If $H'$ is any subgroup of $G$ containing $S$ then $H \subseteq H'$.

These conditions characterize $H$ uniquely.

The group $H$ is called the group generated by $S$, and is denoted $\left\langle S \right\rangle$. In particular if $S =\{x\}$ consists of a single element, we write $H = \left\langle x \right\rangle$ and call it a cyclic group with generator $x$. If $S =\{x_1, x_2, \cdots\}$ we may also write $\left\langle S \right\rangle = \left\langle x_1, x_2, \cdots \right\rangle$.

In the proof we will first prove the uniqueness assertion: that there cannot be more than one smallest group containing $S$. Then we will give two proofs of existence, one abstract, one constructive, illustrating two different ways of thinking about this. Either proof can be adapted to many other situations: if we are give a subset $S$ of a ring, field, vector space, etc. we may similarly consider the subring (or ideal), subfield, vector subspace, etc. generated by $S$.

Proof. (Click to Expand/Collapse)

First we prove uniqueness, then existence. Suppose $H_1$ and $H_2$ are both satisfy the two bulleted conditions. Then applying the two conditions first with $H = H_1$ and $H' = H_2$ gives $H_1 \subseteq H_2$, and symmetrically, $H_2 \subseteq H_1$. Hence $H_1 = H_2$.

We now give two constructions of a group $H$ satisfying the two properties.

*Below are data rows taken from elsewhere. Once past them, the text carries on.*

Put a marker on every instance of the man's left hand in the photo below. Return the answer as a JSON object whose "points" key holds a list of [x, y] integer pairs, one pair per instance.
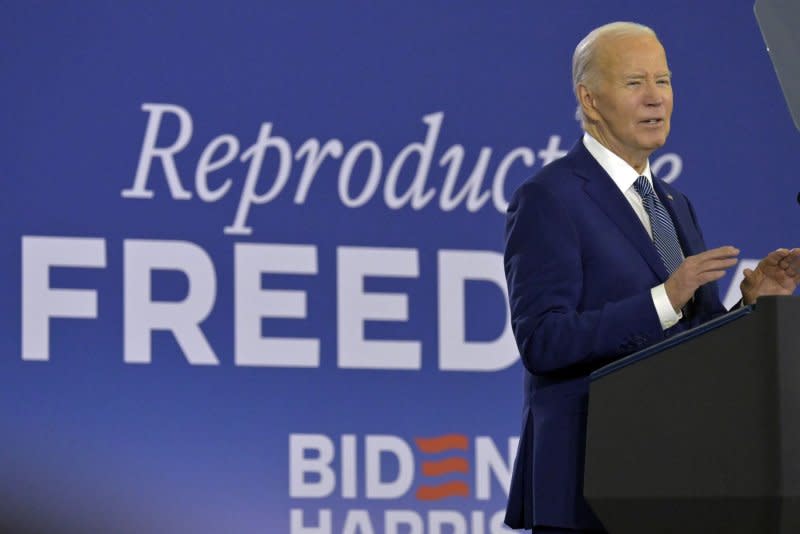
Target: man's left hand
{"points": [[777, 274]]}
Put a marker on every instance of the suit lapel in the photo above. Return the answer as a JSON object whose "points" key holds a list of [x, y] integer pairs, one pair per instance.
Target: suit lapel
{"points": [[604, 192], [679, 219]]}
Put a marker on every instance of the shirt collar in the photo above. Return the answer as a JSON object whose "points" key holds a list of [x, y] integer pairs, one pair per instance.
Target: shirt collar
{"points": [[623, 175]]}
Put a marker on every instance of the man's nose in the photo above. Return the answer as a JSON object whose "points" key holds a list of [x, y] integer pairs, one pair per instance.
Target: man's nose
{"points": [[653, 95]]}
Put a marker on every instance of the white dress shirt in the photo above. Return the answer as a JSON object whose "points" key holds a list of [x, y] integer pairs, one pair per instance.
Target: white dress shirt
{"points": [[624, 176]]}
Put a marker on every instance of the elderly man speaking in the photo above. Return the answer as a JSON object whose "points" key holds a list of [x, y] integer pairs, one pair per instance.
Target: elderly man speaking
{"points": [[602, 259]]}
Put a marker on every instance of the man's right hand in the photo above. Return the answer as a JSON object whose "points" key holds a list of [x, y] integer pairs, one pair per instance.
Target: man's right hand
{"points": [[696, 271]]}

The first proof is to define \[ H = \bigcap_{\begin{array}{c} H' \supseteq S\\ \text{$H'$ is a subgroup of $G$} \end{array}} H' . \] Note that the intersection is nonempty since $H' = G$ will be one of the subgroups in the intersection. Clearly $H$ is a subgroup of $G$, containing $S$, since all the $H'$ in the intersection contain it. If $H'$ is a subgroup of $G$ containing $S$, then $H'$ is among the groups in the intersection, so $H \subseteq H'$.

We give an alternative, more constructive proof based on different concepts. Define $H$ to be the set consisting of $1$ (just in case $S$ is empty) and all products $x_1 x_2 \cdots x_n$ such that either $x_i \in S$ or $x_i^{- 1} \in S$. It is clear that $H$ is closed under multiplication and the inverse map, so it is a subgroup. On the other hand if $H'$ is any group containing $S$ then since it is closed under multiplication and the inverse map, it obviously contains all the elements we have mandated to be in $H$, so $H \subseteq H'$.

We say that a subset $S$ of $G$ is a generating set if $G = \left\langle S \right\rangle$.

Exercise 1.1.13: Let $f, f' : G \longrightarrow H$ be a homomorphism, and let $S$ be a generating set for $G$. That is, assume that $f (s) = f' (s)$ for all $s \in S$. Prove that $f = f'$.